Ao entardecer, as lamparinas começavam a acender suas luzes fracas em torno dos trilhos abandonados. Tudo o que era movimento acabou por se esconder atrás do matagal alto e amarelado para manter a sobrevivência naquele lugar.
A pequena Ladra batia forte suas botas sujas nos cascalhos do caminho do trem. Cada passo era uma gota de sangue que escorria no rosto do senhor da cartola. Quis chorar, mas já não tinha tempo e enquanto alguém gritava o sangue do sacrifício, a Pequena Ladra ouviu o seu nome. Com medo, virou-se.
Atrás de si encontrava-se uma mulher de cabelos cor de laranja e lisos. Carregava uma bússola presa na carne do pescoço, na altura da jugular. Alguém a havia machucado, mas já não lembrava. Apenas sabia que se retirasse dali aquele objeto que a infeccionava lentamente, seriam quatro minutos espirrando sangue e nunca mais veria a Pequena Ladra.
A Pequena Ladra virou-se de cabeça baixa. Não disse palavra alguma. Escondeu a manga suja de sangue.
- Mocinha, se eu sei o teu nome, tu sabe quem eu sou. Diga quem eu sou!
Não disse palavra alguma.
- Mocinha! Está na hora.

A Pequena Ladra abaixou-se devagar. Uma lágrima escorreu pelo seu queixo - não queria ter de fazer aquilo... De dentro da sua bota encardida, retirou um pequeno canivete. E foi o tempo da moça ruiva sentir a rajada de vento quente em seu rosto para que sua coxa sangrasse em um urro inaudível. Enquanto isso, a menina já estava longe, correndo por um caminho diferente daquele que o trem costumou fazer.

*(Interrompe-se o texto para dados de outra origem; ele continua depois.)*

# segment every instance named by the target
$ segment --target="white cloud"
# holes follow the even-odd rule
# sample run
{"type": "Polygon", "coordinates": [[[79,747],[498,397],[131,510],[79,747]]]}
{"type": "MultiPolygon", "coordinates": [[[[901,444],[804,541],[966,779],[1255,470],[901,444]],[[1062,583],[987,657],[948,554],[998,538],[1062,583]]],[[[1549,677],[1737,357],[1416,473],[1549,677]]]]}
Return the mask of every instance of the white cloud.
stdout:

sábado, 3 de janeiro de 2015

Capítulo III


   Guiando o cego de cartola, a Pequena Ladra o levou até um banco de praça, iluminado por uma lamparina a óleo. Não poderia levá-lo até os trilhos. Se o fizesse, demonstraria uma culpa que não estava sentindo.
   - O que você fez foi inexplicável. - disse a Pequena Ladra limpando o rosto do senhor com sua própria manga.
   - Eu senti uma vontade, mocinha... Não sei explicar. Foi tão mais forte que eu. E agora eu não sei mais que cor o mundo tem. É roxo, mocinha? Roxo igual seus olhos?
   - Você nem me conhece. Iria voltar pra casa, pra sua família. Nunca mais iria me ver. Deveria ter ido. Deveria ir.
   - Por quê?
   - Alguém deve estar se preocupando por você nesse momento, senhor.
   - E por você, mocinha, ninguém se preocupa?
   A Pequena Ladra rangeu os dentes, impaciente.
   - Se você furou seus próprios olhos porque viu meu rosto, imagine se eu fosse sua filha! Certamente teria feito o mesmo que... - e calou-se. Falara demais.
   - Feito o quê, mocinha? - perguntou o cego.
   - Agora eu preciso ir embora. Se você me disser que vai ficar bem, eu vou embora.
   - Não posso ir com você?
   - Não.
   - Então eu vou ficar bem se você vier me ver amanhã antes do amanhecer. Pode prometer? Tenho medo.
   Antes do término da frase, a Pequena Ladra já não estava com o senhor da cartola. E mesmo se tivesse ficado para ouvir, não teria prometido nada.
   Das coisas que aprendeu com a vida é que promessas servem para não serem cumpridas.

   Esvaziou a mente até sobrar apenas o tác-tác de suas botas pelo caminho do trilho do trem e do tilintar das chaves em seu bolso.